Looking forward - the 2007 BMC Professional Cycling Team

The BMC Pro Cycling Team came together for a ten-day training camp in sunny Solvang, California at the end of January. After an inaugural season as a regional Elite domestic team, an infusion of cash from BMC Bicycles has allowed Team Director Gavin Chilcott to elevate his program to UCI America Tour Continental status. It also freed him to staff-up with a mix of seasoned US pros, two European wild cards and a handful of faces so fresh that much of the US Pro Peloton will be learning their names for the first time. Steve Medcroft of Cyclingnews was at the camp to find out more.

BMC training
Photo ©: Mark Adkinson
(Click for larger image)

On the roster for 2007 are former Health Net veterans Mike Sayers and Scott Moninger. As are former Phonak teammates Alexander Moos and David Vitoria. Along with 2006 Lancaster winner Jackson Stewart and former Kodakgallery.com/Sierra Nevada teammate Dan Schmatz, US Elite time trial champion Ian McKissock, Chad Hartley from TIAA/CREF, Nathan Miller from Monex, the team features new Continental pros David Galvin, Jonathan Garcia, Ken Hanson, Scott Nydam and ex-pro Jacob Rosenbarger.

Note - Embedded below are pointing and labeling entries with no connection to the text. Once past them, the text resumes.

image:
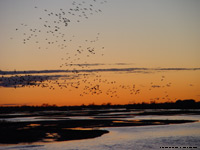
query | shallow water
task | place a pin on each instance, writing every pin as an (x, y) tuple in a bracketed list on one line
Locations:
[(131, 138)]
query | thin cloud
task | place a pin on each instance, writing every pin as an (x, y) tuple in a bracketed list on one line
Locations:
[(31, 80), (97, 70)]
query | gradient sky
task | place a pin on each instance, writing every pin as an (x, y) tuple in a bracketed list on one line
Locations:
[(139, 33)]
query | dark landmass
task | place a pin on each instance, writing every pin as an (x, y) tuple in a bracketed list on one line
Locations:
[(179, 104), (47, 131), (51, 123)]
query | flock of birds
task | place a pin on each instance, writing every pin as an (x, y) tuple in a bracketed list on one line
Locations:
[(53, 34)]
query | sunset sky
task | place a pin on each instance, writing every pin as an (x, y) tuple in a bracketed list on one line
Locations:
[(99, 51)]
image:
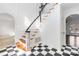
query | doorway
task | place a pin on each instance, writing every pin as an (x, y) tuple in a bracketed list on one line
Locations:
[(72, 30)]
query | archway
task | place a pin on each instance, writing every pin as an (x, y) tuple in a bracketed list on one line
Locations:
[(72, 30)]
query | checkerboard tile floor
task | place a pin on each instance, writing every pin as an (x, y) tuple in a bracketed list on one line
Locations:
[(41, 50)]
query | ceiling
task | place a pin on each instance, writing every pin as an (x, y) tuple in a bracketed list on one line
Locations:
[(66, 6)]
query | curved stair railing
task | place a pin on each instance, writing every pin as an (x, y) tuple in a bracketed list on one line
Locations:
[(22, 44)]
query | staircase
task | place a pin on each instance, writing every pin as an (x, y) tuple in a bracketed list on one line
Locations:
[(34, 37)]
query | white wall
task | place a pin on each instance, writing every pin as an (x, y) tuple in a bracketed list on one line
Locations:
[(69, 10), (51, 30), (19, 11)]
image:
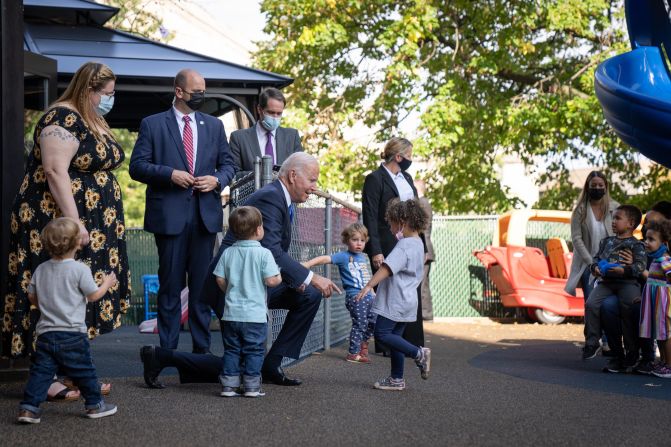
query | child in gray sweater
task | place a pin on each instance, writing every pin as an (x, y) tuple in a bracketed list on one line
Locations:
[(60, 288)]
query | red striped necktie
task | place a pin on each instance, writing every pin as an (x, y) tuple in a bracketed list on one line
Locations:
[(187, 139)]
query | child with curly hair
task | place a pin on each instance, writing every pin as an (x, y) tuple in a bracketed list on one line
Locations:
[(396, 300), (655, 319)]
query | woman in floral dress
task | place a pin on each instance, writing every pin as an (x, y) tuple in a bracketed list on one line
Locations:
[(69, 173)]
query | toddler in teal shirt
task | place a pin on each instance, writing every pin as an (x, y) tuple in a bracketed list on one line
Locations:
[(243, 272)]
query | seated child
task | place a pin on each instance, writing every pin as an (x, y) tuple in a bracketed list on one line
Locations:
[(655, 319), (396, 302), (243, 272), (60, 288), (354, 273), (615, 279)]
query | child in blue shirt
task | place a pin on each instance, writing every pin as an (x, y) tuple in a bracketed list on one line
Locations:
[(354, 273), (243, 272)]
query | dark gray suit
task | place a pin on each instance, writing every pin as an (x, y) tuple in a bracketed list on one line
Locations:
[(245, 146)]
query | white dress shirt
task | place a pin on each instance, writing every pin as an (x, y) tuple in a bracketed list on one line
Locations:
[(404, 189), (194, 130), (307, 280), (262, 135)]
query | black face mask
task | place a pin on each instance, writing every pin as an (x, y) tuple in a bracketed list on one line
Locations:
[(596, 193), (196, 101), (404, 164)]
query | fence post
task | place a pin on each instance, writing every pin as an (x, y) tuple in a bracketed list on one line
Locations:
[(257, 174), (328, 229), (266, 170)]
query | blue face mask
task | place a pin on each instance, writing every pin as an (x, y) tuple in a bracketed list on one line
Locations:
[(106, 104), (270, 123), (658, 253)]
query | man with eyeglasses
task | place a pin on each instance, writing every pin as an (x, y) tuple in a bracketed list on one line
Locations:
[(184, 158), (266, 137)]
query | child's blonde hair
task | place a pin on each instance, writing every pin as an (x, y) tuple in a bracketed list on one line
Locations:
[(410, 213), (662, 226), (60, 236), (244, 221), (350, 230)]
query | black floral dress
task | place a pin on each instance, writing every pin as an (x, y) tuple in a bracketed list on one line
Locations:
[(98, 198)]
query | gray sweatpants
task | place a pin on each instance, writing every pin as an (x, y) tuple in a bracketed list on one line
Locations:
[(628, 292)]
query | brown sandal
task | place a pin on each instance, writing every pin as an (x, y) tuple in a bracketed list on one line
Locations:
[(64, 395), (105, 388)]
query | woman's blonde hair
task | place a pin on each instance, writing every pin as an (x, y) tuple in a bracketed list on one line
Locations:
[(583, 200), (94, 76), (395, 146), (60, 236)]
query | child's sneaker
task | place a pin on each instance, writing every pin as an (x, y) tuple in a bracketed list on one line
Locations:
[(254, 392), (364, 349), (103, 409), (424, 362), (229, 391), (662, 371), (357, 358), (28, 417), (390, 384)]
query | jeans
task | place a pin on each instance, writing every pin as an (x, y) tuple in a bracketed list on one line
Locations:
[(628, 292), (610, 320), (69, 353), (389, 333), (363, 321), (243, 343)]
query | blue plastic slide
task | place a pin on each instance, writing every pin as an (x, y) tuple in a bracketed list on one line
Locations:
[(634, 88)]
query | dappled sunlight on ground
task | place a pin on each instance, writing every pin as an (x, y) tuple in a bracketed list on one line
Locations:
[(490, 332)]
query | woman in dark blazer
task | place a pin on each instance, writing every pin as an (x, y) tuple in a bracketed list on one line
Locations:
[(389, 181)]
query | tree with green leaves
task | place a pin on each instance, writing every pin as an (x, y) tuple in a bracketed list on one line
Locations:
[(482, 79)]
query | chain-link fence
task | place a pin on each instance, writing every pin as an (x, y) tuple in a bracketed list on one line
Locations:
[(316, 219), (460, 284)]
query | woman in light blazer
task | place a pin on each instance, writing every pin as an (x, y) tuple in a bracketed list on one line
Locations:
[(590, 222)]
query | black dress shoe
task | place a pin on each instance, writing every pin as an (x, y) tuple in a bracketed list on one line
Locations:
[(201, 351), (276, 376), (152, 367)]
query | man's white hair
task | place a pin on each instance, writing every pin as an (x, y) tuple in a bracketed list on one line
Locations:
[(299, 162)]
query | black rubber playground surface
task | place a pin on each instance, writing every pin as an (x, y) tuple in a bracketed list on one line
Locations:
[(489, 390)]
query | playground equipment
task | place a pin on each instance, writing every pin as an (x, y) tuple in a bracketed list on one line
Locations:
[(634, 88), (525, 276)]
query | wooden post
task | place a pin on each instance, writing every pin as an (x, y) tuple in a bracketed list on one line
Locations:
[(11, 141)]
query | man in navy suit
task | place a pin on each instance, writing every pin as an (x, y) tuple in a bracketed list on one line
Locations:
[(266, 137), (300, 292), (184, 158)]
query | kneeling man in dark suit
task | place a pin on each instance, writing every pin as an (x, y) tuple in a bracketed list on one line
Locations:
[(300, 292)]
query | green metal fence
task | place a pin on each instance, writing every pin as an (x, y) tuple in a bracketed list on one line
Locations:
[(459, 283)]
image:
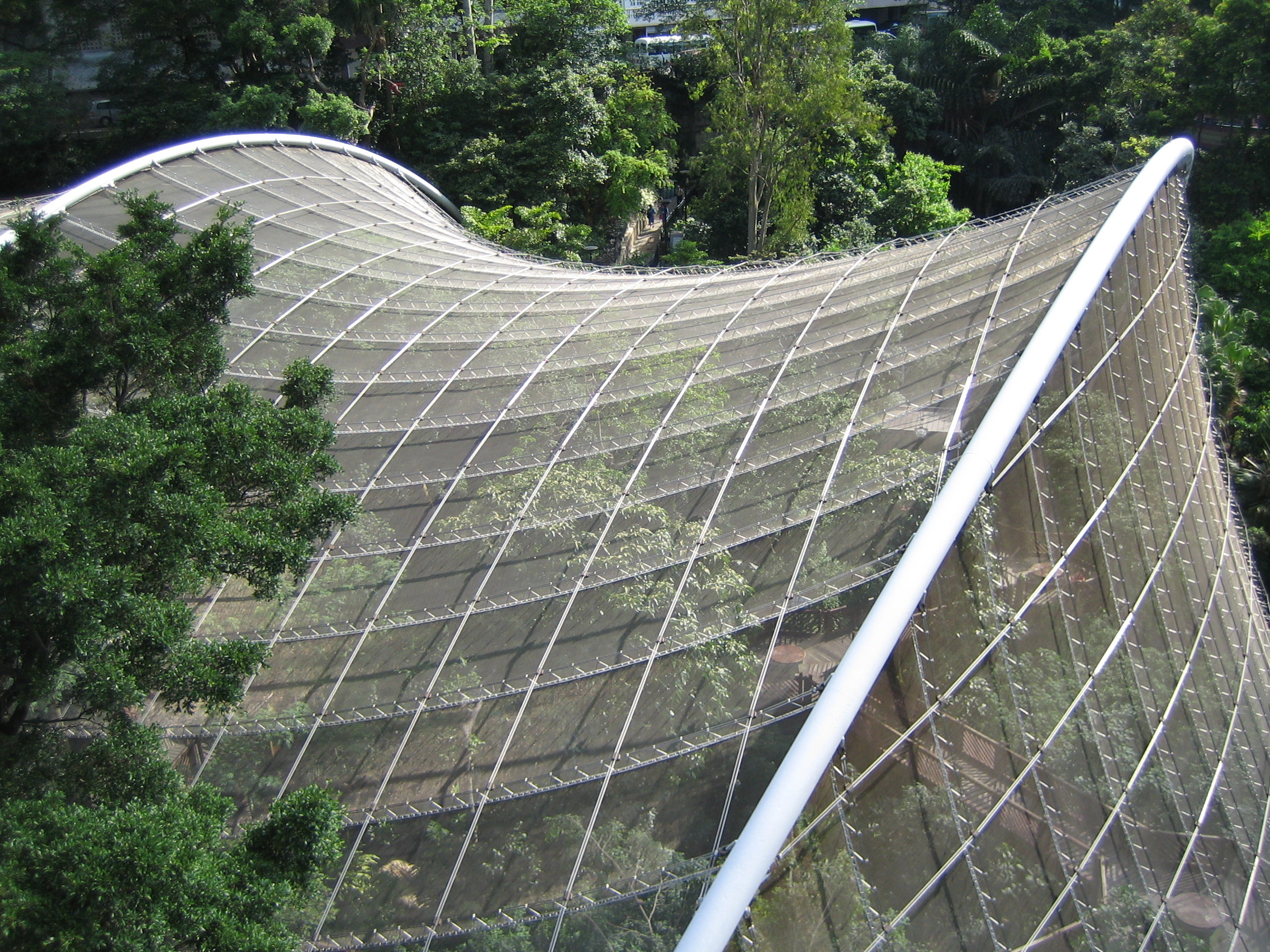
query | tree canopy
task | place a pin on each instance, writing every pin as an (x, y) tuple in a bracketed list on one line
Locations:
[(130, 482)]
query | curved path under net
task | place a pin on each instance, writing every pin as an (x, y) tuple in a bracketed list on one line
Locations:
[(622, 526)]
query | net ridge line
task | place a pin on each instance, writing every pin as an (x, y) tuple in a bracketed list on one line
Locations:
[(798, 568), (591, 559), (1156, 597), (723, 487), (878, 286), (907, 735)]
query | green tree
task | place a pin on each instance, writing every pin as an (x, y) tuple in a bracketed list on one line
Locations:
[(785, 80), (330, 115), (1236, 259), (112, 852), (34, 120), (129, 482)]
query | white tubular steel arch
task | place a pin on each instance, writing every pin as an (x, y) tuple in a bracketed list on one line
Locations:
[(110, 177), (805, 762), (624, 523)]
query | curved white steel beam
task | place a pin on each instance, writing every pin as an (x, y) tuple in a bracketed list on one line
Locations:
[(816, 744), (110, 177)]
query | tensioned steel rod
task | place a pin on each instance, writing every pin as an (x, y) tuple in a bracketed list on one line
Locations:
[(845, 693)]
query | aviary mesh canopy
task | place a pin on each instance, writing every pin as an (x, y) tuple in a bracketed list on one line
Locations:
[(620, 526)]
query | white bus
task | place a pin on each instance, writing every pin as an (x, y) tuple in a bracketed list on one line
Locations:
[(665, 49)]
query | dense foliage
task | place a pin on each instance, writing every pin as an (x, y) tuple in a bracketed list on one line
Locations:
[(130, 482), (130, 479)]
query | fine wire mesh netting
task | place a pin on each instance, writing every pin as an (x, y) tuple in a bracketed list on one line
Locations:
[(622, 525)]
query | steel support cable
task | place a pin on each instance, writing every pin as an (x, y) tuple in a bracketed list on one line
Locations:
[(724, 374), (437, 508), (737, 458), (1140, 768), (318, 564), (967, 845), (845, 693), (1211, 794), (1089, 375), (970, 669), (949, 693), (582, 577), (699, 545), (797, 569), (953, 432), (955, 426), (323, 556), (435, 511)]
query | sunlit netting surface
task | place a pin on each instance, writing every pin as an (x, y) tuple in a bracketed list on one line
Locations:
[(622, 525)]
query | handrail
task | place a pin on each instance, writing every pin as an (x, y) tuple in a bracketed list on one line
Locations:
[(813, 749), (107, 179)]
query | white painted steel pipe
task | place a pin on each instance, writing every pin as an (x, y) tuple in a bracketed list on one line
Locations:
[(210, 144), (816, 744)]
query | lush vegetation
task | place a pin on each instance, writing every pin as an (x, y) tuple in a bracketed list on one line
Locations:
[(130, 479), (130, 482)]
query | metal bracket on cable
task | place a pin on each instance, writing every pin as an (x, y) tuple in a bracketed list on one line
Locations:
[(813, 749)]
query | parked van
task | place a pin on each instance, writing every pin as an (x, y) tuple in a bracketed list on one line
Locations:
[(103, 112), (665, 49)]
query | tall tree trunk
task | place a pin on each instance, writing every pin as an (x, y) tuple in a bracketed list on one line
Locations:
[(752, 206), (487, 61), (470, 26)]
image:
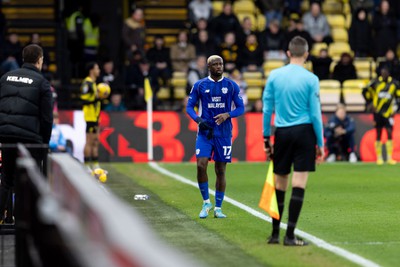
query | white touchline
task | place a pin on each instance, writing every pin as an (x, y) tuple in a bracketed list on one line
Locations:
[(313, 239)]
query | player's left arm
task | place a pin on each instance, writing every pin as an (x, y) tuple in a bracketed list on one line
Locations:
[(315, 112), (397, 95), (192, 101), (239, 110)]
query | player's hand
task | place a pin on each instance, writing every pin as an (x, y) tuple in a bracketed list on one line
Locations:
[(203, 125), (220, 118), (320, 154), (268, 148)]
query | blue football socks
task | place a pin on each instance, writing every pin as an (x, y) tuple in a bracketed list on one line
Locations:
[(204, 190), (219, 197)]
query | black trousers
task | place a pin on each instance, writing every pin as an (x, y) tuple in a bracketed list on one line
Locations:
[(9, 166)]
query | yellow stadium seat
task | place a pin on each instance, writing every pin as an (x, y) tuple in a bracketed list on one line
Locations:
[(241, 16), (270, 65), (217, 7), (305, 6), (317, 47), (335, 49), (261, 22), (164, 93), (244, 6), (336, 20), (354, 99), (329, 84), (329, 99), (348, 21), (365, 68), (332, 7), (179, 93), (179, 74), (358, 84), (254, 93), (308, 65), (340, 35), (252, 75)]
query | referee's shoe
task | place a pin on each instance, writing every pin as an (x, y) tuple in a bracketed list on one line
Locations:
[(294, 242)]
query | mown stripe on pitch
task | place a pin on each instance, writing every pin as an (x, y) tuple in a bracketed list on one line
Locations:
[(313, 239)]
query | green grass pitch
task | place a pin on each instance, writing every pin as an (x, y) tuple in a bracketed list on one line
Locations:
[(352, 206)]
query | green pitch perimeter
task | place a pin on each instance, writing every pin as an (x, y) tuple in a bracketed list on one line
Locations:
[(353, 206)]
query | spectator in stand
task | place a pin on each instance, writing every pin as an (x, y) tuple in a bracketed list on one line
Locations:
[(385, 32), (198, 70), (360, 34), (316, 24), (182, 53), (159, 57), (367, 5), (11, 53), (237, 77), (116, 103), (339, 134), (251, 55), (75, 40), (3, 24), (273, 10), (391, 63), (292, 6), (201, 25), (135, 76), (35, 39), (109, 75), (91, 31), (257, 106), (204, 45), (133, 31), (224, 23), (344, 69), (395, 8), (229, 51), (199, 9), (321, 64), (297, 29), (272, 40), (245, 30), (57, 140)]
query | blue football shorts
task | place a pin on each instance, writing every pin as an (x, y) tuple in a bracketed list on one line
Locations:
[(220, 148)]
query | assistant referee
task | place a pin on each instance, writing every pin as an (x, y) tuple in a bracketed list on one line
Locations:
[(293, 93)]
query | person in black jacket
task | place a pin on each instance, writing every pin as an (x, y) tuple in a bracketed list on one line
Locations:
[(26, 115), (360, 34)]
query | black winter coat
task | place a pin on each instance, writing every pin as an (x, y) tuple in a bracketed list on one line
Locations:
[(26, 106)]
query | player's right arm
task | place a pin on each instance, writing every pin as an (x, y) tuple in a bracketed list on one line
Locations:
[(192, 102), (87, 92)]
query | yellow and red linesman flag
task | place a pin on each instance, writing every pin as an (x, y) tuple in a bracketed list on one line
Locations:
[(148, 93), (268, 197)]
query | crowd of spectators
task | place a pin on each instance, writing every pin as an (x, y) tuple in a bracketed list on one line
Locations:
[(374, 32), (245, 49)]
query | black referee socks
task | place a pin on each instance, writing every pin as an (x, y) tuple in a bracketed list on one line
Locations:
[(296, 202)]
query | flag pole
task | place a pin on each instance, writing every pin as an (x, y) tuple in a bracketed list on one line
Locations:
[(150, 129), (148, 96)]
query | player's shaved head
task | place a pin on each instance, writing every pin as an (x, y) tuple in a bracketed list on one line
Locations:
[(212, 58), (298, 46)]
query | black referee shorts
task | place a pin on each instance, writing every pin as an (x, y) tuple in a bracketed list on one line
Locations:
[(294, 145)]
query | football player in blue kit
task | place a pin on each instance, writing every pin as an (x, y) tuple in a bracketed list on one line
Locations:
[(214, 96)]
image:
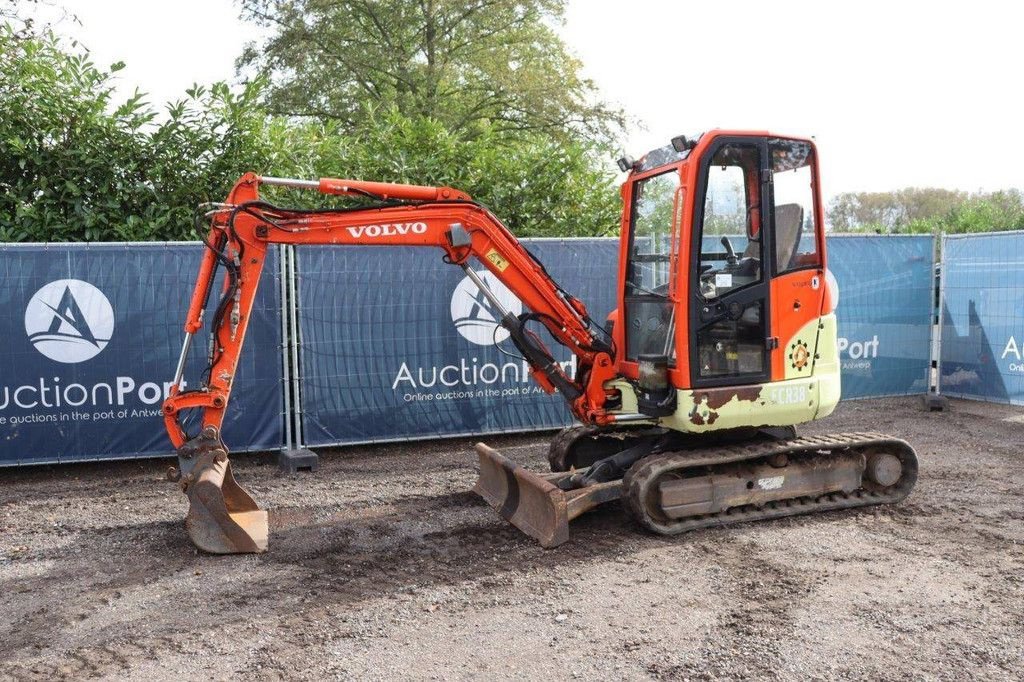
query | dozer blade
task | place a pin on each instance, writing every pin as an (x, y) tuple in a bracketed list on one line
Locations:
[(534, 503), (222, 516)]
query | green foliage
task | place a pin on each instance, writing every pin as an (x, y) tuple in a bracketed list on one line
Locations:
[(537, 185), (77, 166), (460, 61), (914, 210)]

If the team seems stacked for stage racing, Chilcott will tell you that was the point. "This is a team that needs be able to advance to the international level and to do that, you need to be able to ride an international style race," Chilcott said at the camp. "In the American context, the only thing that closely resembles international racing is the stage races."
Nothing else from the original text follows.